Not related to Tennessee or SAV:
OK, so in unrelated news we are switching our phones from Verizon to Virgin Mobile because it will be $100 cheaper per MONTH! Yeah, look into that if you’re contract-free for sure. Anyways. I went from an old iPhone to a new Android Samsung Galaxy something-or-other so that’s a pretty big learning curve. It also means I have no-one’s contact information since I am a tech idiot. I also deleted all of my gmail the other day too. I didn’t even think that was possible, but it is, just FYI.
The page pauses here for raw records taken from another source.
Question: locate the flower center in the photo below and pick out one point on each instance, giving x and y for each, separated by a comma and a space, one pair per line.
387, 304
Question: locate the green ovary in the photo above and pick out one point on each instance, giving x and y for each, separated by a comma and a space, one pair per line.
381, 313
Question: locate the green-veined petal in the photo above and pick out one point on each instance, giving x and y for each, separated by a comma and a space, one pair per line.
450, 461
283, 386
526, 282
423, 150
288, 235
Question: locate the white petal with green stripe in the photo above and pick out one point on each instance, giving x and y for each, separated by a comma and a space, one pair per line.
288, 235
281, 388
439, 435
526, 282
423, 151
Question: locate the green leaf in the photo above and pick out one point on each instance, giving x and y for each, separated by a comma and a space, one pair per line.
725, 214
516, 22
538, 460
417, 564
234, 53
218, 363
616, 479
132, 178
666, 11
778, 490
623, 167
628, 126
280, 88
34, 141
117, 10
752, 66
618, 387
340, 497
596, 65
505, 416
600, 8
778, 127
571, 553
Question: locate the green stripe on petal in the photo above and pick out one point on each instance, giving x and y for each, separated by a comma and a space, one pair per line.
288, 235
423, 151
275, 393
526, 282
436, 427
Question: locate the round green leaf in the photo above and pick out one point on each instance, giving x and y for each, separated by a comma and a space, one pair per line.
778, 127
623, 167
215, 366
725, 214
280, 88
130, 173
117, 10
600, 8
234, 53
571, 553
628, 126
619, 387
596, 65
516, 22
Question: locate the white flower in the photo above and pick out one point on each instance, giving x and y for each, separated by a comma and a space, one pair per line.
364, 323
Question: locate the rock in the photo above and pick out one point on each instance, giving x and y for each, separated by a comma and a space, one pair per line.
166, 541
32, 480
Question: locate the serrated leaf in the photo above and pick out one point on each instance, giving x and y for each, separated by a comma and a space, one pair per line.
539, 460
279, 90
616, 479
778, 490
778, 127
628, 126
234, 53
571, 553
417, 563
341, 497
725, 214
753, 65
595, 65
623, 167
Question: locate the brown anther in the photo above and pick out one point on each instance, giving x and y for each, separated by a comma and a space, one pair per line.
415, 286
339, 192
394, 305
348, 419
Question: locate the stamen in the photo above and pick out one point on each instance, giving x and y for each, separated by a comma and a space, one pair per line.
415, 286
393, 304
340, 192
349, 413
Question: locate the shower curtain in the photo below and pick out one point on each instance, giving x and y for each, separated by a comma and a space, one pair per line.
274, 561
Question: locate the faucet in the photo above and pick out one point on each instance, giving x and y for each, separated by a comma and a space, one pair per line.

Anyways. The really annoying thing is how some text messages still go to my iPhone. My iPhone that I never use that I turn off and hide in the corner of my junk drawer. So if you text me and I don’t respond sorry. I don’t know how to make them come to my new phone. Some do, just on their own, but many don’t. So if anyone knows what the hell to do about that, please advise! The cool thing about my new phone is I can text with my voice, which is sure a hell of a lot easier than typing with 8 bazillion typos every time.

Oh, one more thing! So one day I get in the car and I’m like “holy hell, it stinks in here like I smell after MMA class if I was locked in a 115 degree car and rotting for three days” but I didn’t know what it was. Two days later the boy points out that there is standing water in the rubber mats on the passenger side of the car. Weird. I didn’t spill anything. We lift up the mat and the floor is SOAKED. I mean mushy-mush SOAKED. So now I know where the smell is coming from. I rig up a big fan to blow into the car all day. ALL DAY. Guess what? Mushy-mush wet still. So I bust out a new shop vac and suck out no less than two GALLONS of water. What the hell is going on?

Long story short: my car STINKS. It is like hockey gear and boxing gloves and cheesy balls (as in not the kind with dairy). I absolutely don’t know how to get the stink out. Not to mention how the water got in (although I suspect the boy hydroplaned through a puddle and got water up into a pan under the passenger side of the car (front & back mind you!)). The other morning when the boy pulled out of the driveway the Saturn lit up like a Christmas tree saying it was overheating. We put some coolant in it and he’s been driving the rank car while I test the Saturn out around town (I don’t want him to get stranded on the highway!). Usually I prefer my Jetta to the bare-bones 1999 long-ago paid off Saturn but I am more than happy to not be in that festering death bomb of a Jetta this week. So again, I ask for help from you random people that read my blog. How to get the stank out?

P.S. sorry for the lack of photos. I have some but they are all confusing to me with my new phone. My sister is going to come give me lessons and then I will have more attractive blog posts with pictures of my cats again, don’t worry!